Kementerian Luar Negeri (Kemlu) RI mendesak penyelidikan menyeluruh atas insiden ledakan tugboat Musaffah 2 di Selat Hormuz. Peristiwa nahas yang terjadi pada 6 Maret 2026 dini hari ini melibatkan sejumlah warga negara Indonesia (WNI) sebagai awak kapal, di mana tiga di antaranya dilaporkan masih hilang.
Detail Insiden Ledakan Tugboat Musaffah 2
Juru Bicara Kemlu RI, Yvonne Mewengkang, menyatakan bahwa perwakilan RI telah berkoordinasi intensif dengan otoritas Uni Emirat Arab (UEA) dan Oman, serta pihak perusahaan kapal. Insiden ini menimpa tugboat Musaffah 2 berbendera UEA yang meledak dan terbakar di Selat Hormuz, tepatnya di antara perairan UEA dan Oman.
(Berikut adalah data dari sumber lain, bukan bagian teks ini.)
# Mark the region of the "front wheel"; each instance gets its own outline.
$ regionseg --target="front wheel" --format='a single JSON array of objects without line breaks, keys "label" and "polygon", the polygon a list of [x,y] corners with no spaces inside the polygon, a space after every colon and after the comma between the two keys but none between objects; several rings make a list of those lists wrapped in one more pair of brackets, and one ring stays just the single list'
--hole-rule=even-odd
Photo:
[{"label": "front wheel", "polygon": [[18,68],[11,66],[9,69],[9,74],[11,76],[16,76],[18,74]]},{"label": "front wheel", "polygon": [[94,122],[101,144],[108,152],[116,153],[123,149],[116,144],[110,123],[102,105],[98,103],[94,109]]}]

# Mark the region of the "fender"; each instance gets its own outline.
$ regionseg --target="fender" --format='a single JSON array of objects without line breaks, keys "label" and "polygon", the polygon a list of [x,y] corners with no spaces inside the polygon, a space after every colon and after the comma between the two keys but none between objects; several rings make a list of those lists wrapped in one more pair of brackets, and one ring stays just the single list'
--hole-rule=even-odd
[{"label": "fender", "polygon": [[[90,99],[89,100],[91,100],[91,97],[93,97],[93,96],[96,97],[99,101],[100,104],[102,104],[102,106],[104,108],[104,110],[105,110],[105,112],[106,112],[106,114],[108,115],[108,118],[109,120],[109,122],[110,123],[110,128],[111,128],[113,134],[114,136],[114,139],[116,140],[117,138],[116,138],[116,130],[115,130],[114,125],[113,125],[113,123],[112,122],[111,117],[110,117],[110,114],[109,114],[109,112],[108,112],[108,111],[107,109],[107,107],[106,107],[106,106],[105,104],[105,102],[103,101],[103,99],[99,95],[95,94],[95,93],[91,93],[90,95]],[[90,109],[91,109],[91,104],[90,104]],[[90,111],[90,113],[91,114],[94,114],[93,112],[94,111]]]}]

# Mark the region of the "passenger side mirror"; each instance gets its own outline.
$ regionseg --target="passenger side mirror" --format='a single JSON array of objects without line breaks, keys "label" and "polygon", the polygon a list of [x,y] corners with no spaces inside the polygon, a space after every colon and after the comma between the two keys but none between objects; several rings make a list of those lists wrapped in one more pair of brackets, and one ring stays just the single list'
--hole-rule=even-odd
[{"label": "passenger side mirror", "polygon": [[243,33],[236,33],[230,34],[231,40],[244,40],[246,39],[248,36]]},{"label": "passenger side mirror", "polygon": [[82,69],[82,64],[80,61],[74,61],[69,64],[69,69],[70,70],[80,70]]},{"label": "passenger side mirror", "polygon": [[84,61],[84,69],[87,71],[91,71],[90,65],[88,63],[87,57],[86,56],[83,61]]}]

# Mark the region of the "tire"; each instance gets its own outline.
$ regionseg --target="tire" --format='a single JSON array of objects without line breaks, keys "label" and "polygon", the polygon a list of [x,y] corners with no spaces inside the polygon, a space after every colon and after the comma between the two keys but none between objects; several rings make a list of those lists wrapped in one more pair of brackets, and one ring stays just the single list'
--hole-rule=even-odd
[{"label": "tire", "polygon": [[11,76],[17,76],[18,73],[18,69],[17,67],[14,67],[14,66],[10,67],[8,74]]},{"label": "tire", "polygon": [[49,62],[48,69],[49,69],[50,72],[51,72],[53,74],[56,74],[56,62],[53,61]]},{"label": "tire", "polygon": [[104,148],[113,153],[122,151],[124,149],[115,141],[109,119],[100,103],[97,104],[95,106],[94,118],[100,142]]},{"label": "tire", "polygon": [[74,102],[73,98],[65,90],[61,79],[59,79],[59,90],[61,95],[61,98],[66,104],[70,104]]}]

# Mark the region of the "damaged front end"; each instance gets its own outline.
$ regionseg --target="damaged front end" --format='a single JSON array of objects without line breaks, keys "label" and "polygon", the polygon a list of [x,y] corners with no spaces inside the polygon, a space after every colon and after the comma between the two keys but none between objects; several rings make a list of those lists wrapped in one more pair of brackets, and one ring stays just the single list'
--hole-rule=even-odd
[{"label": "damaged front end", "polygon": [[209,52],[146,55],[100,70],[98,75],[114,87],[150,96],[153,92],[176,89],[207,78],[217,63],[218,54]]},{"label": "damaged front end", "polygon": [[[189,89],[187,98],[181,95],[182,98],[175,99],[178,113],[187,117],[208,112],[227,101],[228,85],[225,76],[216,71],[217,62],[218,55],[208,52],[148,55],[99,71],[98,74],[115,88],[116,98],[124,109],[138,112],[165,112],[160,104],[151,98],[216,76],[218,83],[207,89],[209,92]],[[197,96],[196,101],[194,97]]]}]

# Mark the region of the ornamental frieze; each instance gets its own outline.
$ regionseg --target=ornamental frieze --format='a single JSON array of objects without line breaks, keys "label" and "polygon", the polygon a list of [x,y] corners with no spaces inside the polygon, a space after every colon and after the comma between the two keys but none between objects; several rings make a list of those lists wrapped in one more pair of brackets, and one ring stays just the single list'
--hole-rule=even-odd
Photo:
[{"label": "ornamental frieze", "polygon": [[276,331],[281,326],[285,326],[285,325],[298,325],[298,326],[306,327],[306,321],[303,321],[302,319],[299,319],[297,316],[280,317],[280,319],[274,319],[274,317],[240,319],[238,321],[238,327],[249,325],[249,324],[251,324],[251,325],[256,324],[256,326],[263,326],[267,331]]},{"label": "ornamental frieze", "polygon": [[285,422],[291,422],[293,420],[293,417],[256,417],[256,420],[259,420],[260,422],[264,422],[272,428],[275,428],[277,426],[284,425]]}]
Kapal tersebut membawa total tujuh anak buah kapal (ABK), termasuk empat WNI, dan enam teknisi yang salah satunya juga WNI. Berdasarkan keterangan saksi mata, ledakan terjadi saat Musaffah 2 sedang melakukan pengecekan terhadap kapal kontainer Safeen Prestige yang mengalami kerusakan.
Kondisi Terkini WNI Korban Ledakan
Yvonne menjelaskan bahwa dari lima WNI yang terlibat, satu WNI ABK saat ini sedang menjalani perawatan intensif akibat luka bakar di rumah sakit kota Kazab, Oman. Sementara itu, satu WNI teknisi yang selamat telah berada di kota Abu Dhabi.
Namun, tiga WNI ABK lainnya masih dalam upaya pencarian oleh otoritas setempat. “Perwakilan RI di UEA dan Oman secara intensif berkoordinasi untuk proses pencarian tiga awak WNI yang hilang dan memastikan perawatan WNI ABK yang selamat,” ujar Yvonne.
Selain itu, Kemlu RI juga terus menyampaikan perkembangan penanganan insiden ini kepada pihak keluarga di Indonesia.
Langkah Koordinasi dan Imbauan Kemlu RI
Kemlu RI bersama otoritas di UEA dan Oman masih terus melakukan penyelidikan untuk mengungkap penyebab pasti insiden ledakan ini. Yvonne Mewengkang juga mengimbau seluruh WNI yang berada di Timur Tengah, khususnya awak kapal, untuk senantiasa meningkatkan kewaspadaan.
WNI diminta untuk memantau perkembangan situasi melalui sumber informasi resmi, menjaga komunikasi dengan perwakilan RI terdekat, serta segera melakukan lapor diri. Hal ini bertujuan untuk memastikan respons cepat dan tepat dari perwakilan RI jika terjadi keadaan darurat.
Informasi lengkap mengenai insiden ini disampaikan melalui pernyataan resmi Juru Bicara Kemlu RI, Yvonne Mewengkang, yang dirilis pada Senin, 9 Maret 2026, dan dikutip dari ANTARA.